How Does Virtualization Impact Configuration Management

Indeed, virtualization has delivered generous benefits to its users, but compared to its physical counterpart, virtualization does introduce a new dynamic that if not managed properly, can open up Pandora's Box. The topic of VM sprawl has been covered and IT is aware of the issues surrounding it. But what hasn't been discussed in great detail, is the life span of a VM which can range from minutes to years, and the importance of configuration management and the ability to troubleshoot problems from conception to death. A lot of organizations have used virtualized physical servers that are coming to the end of the physical hardware life cycle but have not given any thought to the end of life of a virtual machine.  So how is virtualization impacting configuration management? The speed and scale for which virtualization is renown is generating a new level of complexity and impacting configuration management more than ever. The ability to take things down and put them back up and move them around makes for an extremely dynamic environment. IT is moving faster than it has in the last 10 to 20 years and is now beginning to panic about VMs being able to increase the efficiency of their virtual environment. Knowing the relationship between the various components in an IT infrastructure is paramount, and new emphasis is being placed on ensuring accurate provisioning, patching and application release controls.  Why is this the case? A single instance of a VM can have thousands of configurations with many dependencies. If load balancing isn't optimized it can cause performance degradation. If the DRS isn't configured properly, major performance issues can arise. In the past, trying to find out how many VMs have multiple CPUs associated with them required manually looking at the properties and writing them down on paper. With more than 100 virtual machines, this isn't very efficient.

 

In the physical world, IT puts an agent on a machine and people knew where the machine resided in the network. Virtual machines however, don't have the same level of rigor and standards around operating systems, patch management, updates etc.

 

The questions that are now running through IT's mind are what machines are running, why are they running, what is their purpose, how fast are they changing, what threats might they pose and who created them? The distinctive differences between physical and virtual machines are their containers, formats and the mechanisms for moving them in and out of their states.  If they are unable to have visibility into these issues, their SLAs and the credibility of their virtualization projects are in jeopardy.

 

Configuration management is quickly becoming one of the most important disciplines for IT because it not only answers the questions IT is grappling with, but if the right tools are in place, configuration management can actually proactively mitigate security, compliance and availability risks.

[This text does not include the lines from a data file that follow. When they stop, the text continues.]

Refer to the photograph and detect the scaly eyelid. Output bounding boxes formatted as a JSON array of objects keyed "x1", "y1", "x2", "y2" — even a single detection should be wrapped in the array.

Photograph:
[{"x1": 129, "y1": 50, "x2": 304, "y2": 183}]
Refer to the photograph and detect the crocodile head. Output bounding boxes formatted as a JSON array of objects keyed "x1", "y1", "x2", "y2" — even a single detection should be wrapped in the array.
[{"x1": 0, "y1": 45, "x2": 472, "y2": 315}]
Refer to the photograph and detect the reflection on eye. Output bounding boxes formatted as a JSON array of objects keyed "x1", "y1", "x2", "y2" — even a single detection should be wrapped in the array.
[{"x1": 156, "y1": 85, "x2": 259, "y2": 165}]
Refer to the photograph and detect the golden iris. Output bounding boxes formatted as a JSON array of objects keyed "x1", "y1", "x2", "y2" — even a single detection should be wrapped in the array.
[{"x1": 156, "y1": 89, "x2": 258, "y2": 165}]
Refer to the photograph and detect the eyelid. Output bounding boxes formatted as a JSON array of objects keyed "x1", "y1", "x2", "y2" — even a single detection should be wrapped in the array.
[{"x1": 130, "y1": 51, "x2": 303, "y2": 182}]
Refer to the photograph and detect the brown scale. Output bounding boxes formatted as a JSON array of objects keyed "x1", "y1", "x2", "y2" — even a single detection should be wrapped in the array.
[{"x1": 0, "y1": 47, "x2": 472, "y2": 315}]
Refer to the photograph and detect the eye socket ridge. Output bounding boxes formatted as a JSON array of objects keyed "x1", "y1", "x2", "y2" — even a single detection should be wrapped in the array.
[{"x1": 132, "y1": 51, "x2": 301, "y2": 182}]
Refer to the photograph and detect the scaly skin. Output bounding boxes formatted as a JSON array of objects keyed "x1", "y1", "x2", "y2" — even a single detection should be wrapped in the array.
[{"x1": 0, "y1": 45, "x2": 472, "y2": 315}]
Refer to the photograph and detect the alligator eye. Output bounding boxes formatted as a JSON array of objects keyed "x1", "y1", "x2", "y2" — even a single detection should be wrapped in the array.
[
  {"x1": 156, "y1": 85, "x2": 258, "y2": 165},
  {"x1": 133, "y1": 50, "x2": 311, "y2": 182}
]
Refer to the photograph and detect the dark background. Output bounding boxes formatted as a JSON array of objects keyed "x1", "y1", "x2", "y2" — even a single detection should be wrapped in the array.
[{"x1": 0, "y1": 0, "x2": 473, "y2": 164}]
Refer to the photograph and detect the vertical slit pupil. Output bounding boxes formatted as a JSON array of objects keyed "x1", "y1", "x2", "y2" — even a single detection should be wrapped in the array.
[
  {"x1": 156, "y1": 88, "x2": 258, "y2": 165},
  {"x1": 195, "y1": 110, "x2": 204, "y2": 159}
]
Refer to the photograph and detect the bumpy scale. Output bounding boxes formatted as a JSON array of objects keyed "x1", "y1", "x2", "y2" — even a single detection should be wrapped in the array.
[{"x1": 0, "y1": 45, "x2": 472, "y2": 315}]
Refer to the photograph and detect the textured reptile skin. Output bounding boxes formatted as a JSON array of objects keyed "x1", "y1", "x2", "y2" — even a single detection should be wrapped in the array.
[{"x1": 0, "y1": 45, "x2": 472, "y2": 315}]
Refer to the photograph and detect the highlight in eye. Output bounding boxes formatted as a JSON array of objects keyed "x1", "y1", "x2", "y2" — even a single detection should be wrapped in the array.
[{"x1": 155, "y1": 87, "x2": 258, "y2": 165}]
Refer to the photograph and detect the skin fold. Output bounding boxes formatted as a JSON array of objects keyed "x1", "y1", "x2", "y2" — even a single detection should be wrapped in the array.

Some would argue that if their machines aren't in a production environment, why does high availability and release control matter?

 

Downtime in the Real World

I had the opportunity to meet with a sales engineer at a major technology company recently. He disclosed an interesting story that helped me understand how a small issue with a VM can impact a major organization. He went to check out a demo stored on a VM so that he could assist his sales rep in closing a deal. He proceeded to his network path to check out the demo, but the VM was down. Not only was he panicked and worried about not being able to show a potential customer a demo, he placed several calls to IT to understand when the VM would be back up, and several calls to engineering to help him build a new demo as fast as possible. When we discussed the amount of time and resources required for what should've been a simple task, I was shocked. It is clear that at any level in an organization, downtime of a VM can have a significant impact. While it clearly isn't the Exchange server that went down or the order management system, it did impact resources and time significantly.